Once Homeless College Student Recalls Sleeping in Cars and Libraries to Pay Tuition

The University of Virginia alumnus said she had a hard time planning for the future when she was in "survival mode."

Today, Destinee Wright is a college graduate and a successful business owner, but she said it wasn’t long ago she was homeless as a student at the University of Virginia.

Wright said that when she began studying at UVA, she had a hard time affording both her college tuition and a place to stay. So, instead of giving up her studies, she decided to sleep in her car.

She put up blankets over the windows of her old Volkswagen, and while other students worried about their next exam or party, Wright worried about what would happen when it started to get cold outside.

"It was especially hard being at a place like UVA which has a lot of privileged students, a lot of students who don't have to worry about bills or worry about where you're sleeping so that was kind of like an added factor into how I felt about being at UVA,” she told WCAV.

She said being in “survival mode” also made it hard to relate to other students since as they planned their futures, Wright needed to think about what would happen to her that night.

“You kind of can't think about what the next step would be or you can't start to create a long-term strategy for yourself because you're in the moment,” Wright said.

One night, she found herself studying and sleeping in a 24-hour library on campus – one that was closed on weekend nights – when someone approached her and suggested she speak with Dean Michael Mason of the Office of African American Affairs.

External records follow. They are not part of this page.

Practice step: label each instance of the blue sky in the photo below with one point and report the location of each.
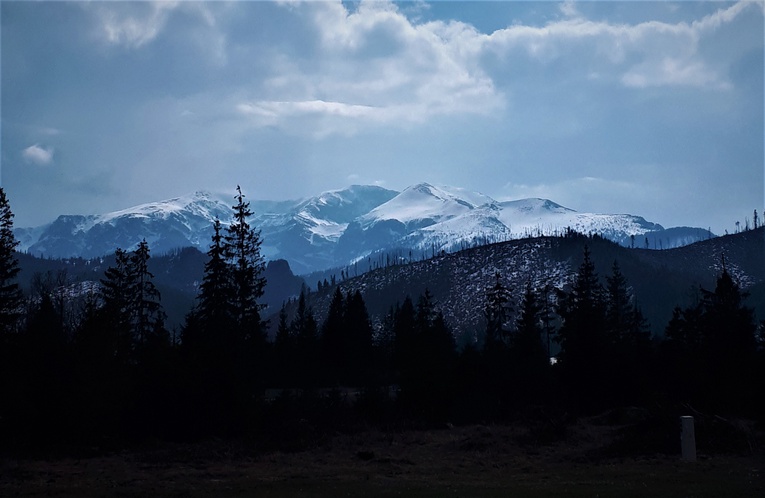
(648, 108)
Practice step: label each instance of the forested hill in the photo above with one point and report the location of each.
(660, 279)
(176, 275)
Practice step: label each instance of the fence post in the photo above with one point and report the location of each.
(688, 439)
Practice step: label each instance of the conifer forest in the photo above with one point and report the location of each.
(99, 368)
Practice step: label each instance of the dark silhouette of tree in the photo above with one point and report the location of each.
(214, 302)
(247, 266)
(425, 352)
(582, 336)
(116, 295)
(332, 339)
(131, 303)
(627, 336)
(497, 313)
(10, 293)
(710, 352)
(528, 345)
(729, 341)
(305, 340)
(358, 339)
(148, 317)
(346, 339)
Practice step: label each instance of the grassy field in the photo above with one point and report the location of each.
(473, 461)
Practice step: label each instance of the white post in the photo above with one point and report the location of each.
(688, 439)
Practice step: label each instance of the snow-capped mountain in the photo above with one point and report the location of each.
(340, 226)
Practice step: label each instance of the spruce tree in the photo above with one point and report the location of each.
(214, 302)
(497, 313)
(10, 293)
(116, 296)
(584, 345)
(527, 345)
(247, 266)
(148, 317)
(332, 339)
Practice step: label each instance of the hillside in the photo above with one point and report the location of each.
(339, 227)
(661, 279)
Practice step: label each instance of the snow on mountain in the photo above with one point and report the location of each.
(166, 225)
(339, 226)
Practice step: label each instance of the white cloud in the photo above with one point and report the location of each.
(38, 155)
(375, 66)
(651, 53)
(132, 24)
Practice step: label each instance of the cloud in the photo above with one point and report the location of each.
(38, 155)
(131, 24)
(646, 54)
(375, 66)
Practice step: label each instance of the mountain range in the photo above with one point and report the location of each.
(342, 227)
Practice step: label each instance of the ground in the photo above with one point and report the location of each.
(471, 461)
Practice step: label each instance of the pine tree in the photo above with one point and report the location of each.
(332, 338)
(583, 340)
(115, 293)
(10, 293)
(618, 306)
(358, 339)
(527, 340)
(214, 302)
(497, 313)
(243, 251)
(148, 317)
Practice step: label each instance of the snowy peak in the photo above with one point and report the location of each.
(535, 206)
(423, 202)
(336, 227)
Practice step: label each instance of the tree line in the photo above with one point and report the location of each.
(111, 373)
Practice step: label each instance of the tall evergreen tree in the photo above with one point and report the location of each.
(214, 302)
(10, 293)
(333, 339)
(583, 340)
(247, 267)
(116, 296)
(148, 317)
(305, 342)
(528, 344)
(497, 313)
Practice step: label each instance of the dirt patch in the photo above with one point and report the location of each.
(455, 461)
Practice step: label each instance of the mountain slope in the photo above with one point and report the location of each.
(660, 280)
(341, 226)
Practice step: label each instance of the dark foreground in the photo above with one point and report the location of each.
(471, 461)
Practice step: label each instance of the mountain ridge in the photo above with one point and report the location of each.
(337, 227)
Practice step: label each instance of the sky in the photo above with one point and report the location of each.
(648, 108)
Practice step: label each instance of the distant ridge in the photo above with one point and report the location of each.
(340, 226)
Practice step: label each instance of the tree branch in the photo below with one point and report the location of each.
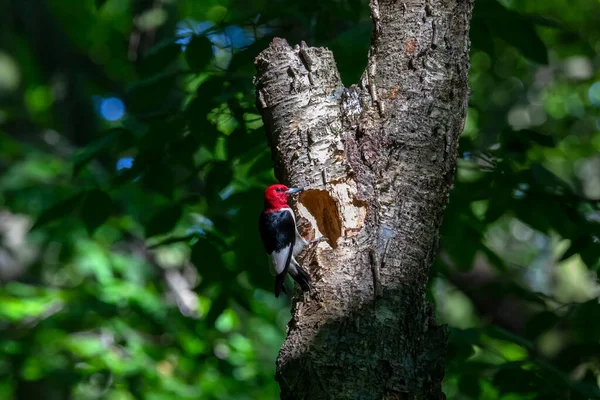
(378, 160)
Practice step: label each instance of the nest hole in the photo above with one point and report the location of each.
(323, 209)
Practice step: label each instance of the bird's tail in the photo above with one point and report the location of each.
(301, 276)
(280, 284)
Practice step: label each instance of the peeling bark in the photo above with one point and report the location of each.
(379, 160)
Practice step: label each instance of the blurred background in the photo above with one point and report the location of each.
(132, 165)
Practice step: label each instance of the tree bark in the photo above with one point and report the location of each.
(379, 160)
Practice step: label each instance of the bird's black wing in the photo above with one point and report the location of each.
(278, 233)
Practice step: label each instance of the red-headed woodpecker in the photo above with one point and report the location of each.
(281, 239)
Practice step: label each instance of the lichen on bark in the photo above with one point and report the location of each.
(379, 160)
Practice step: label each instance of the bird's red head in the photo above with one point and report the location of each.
(276, 197)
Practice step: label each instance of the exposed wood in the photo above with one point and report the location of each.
(380, 159)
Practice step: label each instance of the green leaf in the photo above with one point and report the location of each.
(150, 94)
(164, 220)
(159, 58)
(540, 323)
(217, 178)
(206, 256)
(515, 380)
(198, 53)
(108, 138)
(513, 28)
(586, 321)
(95, 209)
(59, 211)
(469, 386)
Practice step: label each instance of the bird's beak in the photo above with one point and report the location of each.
(293, 190)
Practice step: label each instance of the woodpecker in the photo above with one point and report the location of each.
(277, 226)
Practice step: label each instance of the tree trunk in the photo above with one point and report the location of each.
(379, 160)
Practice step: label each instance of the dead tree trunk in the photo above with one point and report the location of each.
(379, 158)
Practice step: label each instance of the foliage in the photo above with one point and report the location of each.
(133, 161)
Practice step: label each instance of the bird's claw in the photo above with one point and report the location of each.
(321, 239)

“We’re pretty invested in making sure that students are able to learn without the worries of whether they can afford their books or whether they can have meals to eat, or whether they can afford housing,” he said, and made it a priority to help her find somewhere to stay.

Mason eventually set Wright up in a dorm and helped her get full financial aid.

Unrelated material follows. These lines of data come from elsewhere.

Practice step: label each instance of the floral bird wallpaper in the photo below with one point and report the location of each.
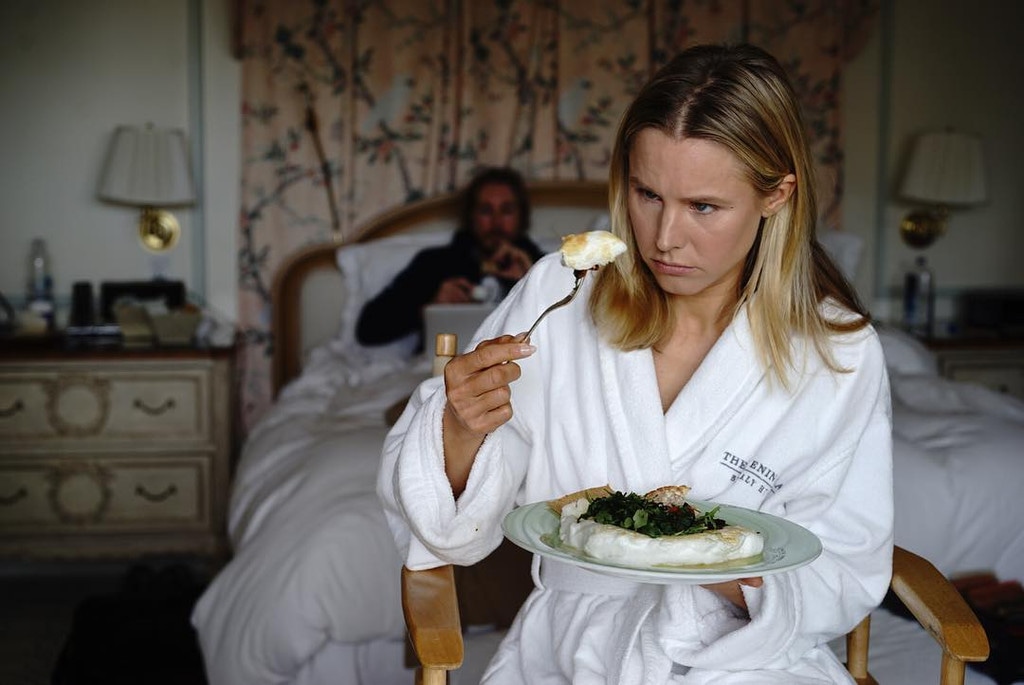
(354, 106)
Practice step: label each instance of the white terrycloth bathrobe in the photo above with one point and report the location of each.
(587, 415)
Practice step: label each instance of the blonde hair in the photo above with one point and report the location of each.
(739, 97)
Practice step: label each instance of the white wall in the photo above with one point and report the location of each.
(70, 73)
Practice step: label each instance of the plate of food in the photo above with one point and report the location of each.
(662, 537)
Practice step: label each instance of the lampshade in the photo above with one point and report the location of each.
(945, 168)
(147, 167)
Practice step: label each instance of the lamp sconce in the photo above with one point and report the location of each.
(945, 169)
(148, 168)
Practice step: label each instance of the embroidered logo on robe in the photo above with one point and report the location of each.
(756, 474)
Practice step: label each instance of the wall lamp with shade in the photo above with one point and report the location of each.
(945, 169)
(148, 167)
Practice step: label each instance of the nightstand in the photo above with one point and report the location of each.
(996, 362)
(114, 453)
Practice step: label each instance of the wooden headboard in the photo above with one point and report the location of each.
(307, 285)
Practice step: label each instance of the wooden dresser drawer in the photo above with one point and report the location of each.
(114, 454)
(93, 495)
(152, 403)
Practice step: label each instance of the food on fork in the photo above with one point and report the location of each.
(656, 528)
(591, 250)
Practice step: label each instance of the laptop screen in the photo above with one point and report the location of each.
(462, 319)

"Once I was able to have a safe place to sleep, it was just this weight lift and it's like, 'Oh OK, now I can actually start to plan for what my life is going to look like after college,'” Wright said.

Mason added, "She went from not knowing where she would sleep to being able to completely focus on her academics and do extremely well."

Now, the pair encourage any student that may be facing homelessness reach out to their Office of the Dean of Students to get the help they need, so that no student will go through what Wright did.